34, 36, 43, 46, 47, 48, 48, 52, 53, 54

Box And whisker Plot

I Don't Understand these at all can someone Explain without totally giving me the answer?

http://ellerbruch.nmu.edu/cs255/jnord/boxplot.html

Ty! :)

Certainly! A box and whisker plot is a visual representation of a set of data that helps us understand the distribution and key characteristics of the data. To create a box and whisker plot, you need to follow these steps:

1. Arrange the data in ascending order: In your case, the data is already given in ascending order: 34, 36, 43, 46, 47, 48, 48, 52, 53, 54.

2. Determine the median: Find the middle value of the dataset. If the number of data points is odd, the median is the value exactly in the middle. If the number of data points is even, the median is the average of the two middle values.

3. Find the first quartile: The first quartile (Q1) represents the median of the lower half of the data. To find Q1, divide the data into two halves, and find the median of the lower half.

4. Find the third quartile: The third quartile (Q3) represents the median of the upper half of the data. To find Q3, divide the data into two halves, and find the median of the upper half.

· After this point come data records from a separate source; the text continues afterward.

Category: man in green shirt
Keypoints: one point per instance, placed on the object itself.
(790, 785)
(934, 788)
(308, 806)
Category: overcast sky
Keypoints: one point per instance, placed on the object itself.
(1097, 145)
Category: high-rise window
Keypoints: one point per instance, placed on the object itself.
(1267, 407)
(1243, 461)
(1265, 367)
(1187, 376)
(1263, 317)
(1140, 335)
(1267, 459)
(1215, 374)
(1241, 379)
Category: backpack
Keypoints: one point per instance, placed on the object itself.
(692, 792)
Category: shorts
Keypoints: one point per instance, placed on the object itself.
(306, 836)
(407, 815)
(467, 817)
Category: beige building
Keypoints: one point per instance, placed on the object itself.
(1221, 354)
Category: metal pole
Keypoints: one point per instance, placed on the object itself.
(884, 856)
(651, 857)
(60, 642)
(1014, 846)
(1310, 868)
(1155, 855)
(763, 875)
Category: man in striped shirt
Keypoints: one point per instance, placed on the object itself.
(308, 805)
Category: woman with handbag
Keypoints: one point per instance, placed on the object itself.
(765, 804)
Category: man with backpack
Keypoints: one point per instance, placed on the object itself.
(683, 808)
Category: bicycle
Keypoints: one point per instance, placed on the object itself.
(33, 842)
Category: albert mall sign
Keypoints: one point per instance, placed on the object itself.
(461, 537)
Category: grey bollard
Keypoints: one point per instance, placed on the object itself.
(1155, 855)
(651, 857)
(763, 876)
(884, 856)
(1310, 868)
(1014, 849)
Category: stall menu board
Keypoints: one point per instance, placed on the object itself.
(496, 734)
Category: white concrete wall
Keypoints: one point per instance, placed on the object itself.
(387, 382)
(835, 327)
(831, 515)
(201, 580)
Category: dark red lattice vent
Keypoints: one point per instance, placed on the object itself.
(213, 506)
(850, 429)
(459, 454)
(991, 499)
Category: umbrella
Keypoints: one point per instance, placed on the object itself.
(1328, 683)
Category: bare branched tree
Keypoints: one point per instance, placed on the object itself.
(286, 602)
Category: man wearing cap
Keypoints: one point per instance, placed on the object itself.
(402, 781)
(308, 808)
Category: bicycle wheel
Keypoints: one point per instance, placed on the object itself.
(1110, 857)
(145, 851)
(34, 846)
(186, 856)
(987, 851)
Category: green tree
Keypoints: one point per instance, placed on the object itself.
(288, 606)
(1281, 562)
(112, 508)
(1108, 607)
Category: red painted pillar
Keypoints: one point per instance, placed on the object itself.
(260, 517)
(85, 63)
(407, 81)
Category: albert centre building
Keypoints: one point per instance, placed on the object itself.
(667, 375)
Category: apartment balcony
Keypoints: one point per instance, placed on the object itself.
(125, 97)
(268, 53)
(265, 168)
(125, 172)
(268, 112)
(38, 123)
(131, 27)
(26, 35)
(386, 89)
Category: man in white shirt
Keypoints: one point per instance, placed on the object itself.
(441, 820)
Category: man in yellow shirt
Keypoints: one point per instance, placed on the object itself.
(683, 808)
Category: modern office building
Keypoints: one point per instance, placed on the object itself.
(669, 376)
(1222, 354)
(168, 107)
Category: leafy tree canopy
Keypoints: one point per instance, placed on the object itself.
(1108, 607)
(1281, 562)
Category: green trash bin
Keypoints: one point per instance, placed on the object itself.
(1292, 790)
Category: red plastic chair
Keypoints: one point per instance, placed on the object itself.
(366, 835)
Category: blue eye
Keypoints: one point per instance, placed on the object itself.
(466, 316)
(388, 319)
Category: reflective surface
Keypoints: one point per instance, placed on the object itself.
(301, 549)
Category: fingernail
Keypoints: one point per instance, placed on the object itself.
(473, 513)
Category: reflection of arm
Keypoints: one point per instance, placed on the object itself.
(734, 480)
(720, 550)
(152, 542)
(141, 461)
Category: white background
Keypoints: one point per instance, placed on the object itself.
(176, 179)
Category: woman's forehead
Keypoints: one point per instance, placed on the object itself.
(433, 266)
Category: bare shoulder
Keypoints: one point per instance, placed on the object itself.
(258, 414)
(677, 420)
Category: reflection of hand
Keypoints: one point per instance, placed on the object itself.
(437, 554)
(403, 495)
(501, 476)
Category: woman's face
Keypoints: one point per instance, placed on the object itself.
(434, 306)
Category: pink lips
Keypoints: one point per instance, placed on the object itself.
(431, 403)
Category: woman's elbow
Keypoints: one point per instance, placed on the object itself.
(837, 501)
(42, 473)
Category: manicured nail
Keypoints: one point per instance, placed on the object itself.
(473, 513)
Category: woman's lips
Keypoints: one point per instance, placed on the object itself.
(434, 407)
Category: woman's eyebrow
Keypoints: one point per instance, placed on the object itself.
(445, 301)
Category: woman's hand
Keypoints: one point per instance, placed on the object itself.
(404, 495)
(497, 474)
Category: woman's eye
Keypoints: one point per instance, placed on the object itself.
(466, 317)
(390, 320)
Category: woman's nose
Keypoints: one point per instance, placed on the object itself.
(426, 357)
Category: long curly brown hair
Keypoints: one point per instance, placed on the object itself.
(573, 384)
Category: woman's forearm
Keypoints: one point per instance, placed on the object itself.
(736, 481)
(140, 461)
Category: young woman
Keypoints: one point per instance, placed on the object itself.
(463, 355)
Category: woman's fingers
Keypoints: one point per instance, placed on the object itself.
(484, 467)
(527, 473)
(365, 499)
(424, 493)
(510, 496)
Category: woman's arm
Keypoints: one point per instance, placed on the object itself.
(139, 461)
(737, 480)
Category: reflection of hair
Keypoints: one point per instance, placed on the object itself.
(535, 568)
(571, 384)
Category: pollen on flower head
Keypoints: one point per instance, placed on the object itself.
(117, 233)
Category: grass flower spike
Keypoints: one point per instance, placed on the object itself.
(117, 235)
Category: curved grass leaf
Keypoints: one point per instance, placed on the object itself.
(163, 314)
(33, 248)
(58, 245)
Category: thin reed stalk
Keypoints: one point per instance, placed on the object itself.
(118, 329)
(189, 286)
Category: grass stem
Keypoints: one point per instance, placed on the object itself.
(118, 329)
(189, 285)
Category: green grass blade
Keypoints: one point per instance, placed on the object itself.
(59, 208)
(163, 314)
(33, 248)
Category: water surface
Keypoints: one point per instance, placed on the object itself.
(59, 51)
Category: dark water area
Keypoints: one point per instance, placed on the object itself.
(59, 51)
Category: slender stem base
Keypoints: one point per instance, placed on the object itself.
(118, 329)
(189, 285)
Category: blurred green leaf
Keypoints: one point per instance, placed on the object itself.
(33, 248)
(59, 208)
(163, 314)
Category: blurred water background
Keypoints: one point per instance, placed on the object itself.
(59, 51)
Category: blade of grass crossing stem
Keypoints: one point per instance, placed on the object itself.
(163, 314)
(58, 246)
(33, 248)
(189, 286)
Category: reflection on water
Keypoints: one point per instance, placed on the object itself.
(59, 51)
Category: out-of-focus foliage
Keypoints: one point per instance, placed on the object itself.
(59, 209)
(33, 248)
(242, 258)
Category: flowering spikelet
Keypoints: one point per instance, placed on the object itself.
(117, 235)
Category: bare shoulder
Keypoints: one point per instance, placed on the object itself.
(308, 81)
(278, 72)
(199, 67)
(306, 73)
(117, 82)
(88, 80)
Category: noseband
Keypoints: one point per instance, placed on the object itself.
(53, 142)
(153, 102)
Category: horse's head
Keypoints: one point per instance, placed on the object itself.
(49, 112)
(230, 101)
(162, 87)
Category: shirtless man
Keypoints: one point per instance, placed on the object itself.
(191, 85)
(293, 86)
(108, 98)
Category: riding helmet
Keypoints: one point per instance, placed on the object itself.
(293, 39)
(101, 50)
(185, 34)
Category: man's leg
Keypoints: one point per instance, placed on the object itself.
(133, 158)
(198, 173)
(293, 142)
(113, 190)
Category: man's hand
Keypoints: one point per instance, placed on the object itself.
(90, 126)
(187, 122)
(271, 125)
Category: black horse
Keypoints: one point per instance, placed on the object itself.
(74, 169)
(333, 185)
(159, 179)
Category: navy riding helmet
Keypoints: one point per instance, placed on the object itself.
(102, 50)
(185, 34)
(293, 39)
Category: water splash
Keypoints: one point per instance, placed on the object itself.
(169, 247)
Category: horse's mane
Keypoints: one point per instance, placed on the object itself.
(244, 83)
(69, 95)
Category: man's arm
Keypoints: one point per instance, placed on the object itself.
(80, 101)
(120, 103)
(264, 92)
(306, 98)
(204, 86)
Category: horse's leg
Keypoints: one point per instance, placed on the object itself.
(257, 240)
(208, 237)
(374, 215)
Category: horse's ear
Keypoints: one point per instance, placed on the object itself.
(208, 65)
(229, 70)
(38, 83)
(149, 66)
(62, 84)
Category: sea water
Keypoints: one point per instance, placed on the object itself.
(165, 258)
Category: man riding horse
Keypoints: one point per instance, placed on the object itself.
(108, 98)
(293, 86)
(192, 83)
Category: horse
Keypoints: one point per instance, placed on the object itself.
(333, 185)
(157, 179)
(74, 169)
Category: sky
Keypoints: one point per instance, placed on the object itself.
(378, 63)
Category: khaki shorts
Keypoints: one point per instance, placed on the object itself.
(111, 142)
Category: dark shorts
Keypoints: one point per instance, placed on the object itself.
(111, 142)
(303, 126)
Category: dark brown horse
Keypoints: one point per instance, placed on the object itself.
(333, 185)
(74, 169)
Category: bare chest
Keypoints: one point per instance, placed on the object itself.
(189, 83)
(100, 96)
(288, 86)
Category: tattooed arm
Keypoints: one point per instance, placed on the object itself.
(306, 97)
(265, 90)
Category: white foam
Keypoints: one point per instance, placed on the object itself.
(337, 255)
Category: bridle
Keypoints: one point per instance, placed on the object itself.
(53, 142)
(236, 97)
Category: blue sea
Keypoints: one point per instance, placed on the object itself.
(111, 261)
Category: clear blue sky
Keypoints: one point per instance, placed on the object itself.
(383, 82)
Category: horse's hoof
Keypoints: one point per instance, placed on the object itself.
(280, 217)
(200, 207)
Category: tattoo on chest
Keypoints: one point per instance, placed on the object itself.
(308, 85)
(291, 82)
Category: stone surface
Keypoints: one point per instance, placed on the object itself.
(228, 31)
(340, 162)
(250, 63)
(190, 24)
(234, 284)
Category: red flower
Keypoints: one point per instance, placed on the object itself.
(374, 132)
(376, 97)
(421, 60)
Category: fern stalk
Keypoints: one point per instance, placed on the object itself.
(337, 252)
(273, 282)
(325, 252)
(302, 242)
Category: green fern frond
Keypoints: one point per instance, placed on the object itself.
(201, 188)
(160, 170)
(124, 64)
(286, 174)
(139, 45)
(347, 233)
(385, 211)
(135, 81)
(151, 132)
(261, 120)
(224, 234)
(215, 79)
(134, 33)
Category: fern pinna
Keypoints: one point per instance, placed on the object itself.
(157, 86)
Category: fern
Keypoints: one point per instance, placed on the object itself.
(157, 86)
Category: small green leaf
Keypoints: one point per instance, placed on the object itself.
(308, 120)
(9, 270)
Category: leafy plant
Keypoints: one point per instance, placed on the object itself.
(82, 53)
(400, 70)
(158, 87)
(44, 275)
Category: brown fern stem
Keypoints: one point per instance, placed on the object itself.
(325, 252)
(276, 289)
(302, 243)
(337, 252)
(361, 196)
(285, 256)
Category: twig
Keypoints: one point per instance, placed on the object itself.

5. Calculate the interquartile range (IQR): The IQR is the difference between Q3 and Q1. It measures the spread of the middle 50% of the data.

6. Identify any outliers: Outliers are data points that are significantly different from the rest of the data. They can be identified using a specific formula, which compares the values to the IQR.

7. Create the plot: On a number line, draw a horizontal axis and mark the lowest and highest data values. Draw a box from Q1 to Q3, with a horizontal line inside representing the median. Add "whiskers" (vertical lines) extending from Q1 and Q3 to the minimum and maximum values that are not outliers. Finally, mark any potential outliers using dots or asterisks.

By following these steps, you should be able to create a box and whisker plot for the given data set. Remember that the plot provides a visual summary of the data, including measures of central tendency (median) and dispersion (IQR), while also allowing you to identify potential outliers.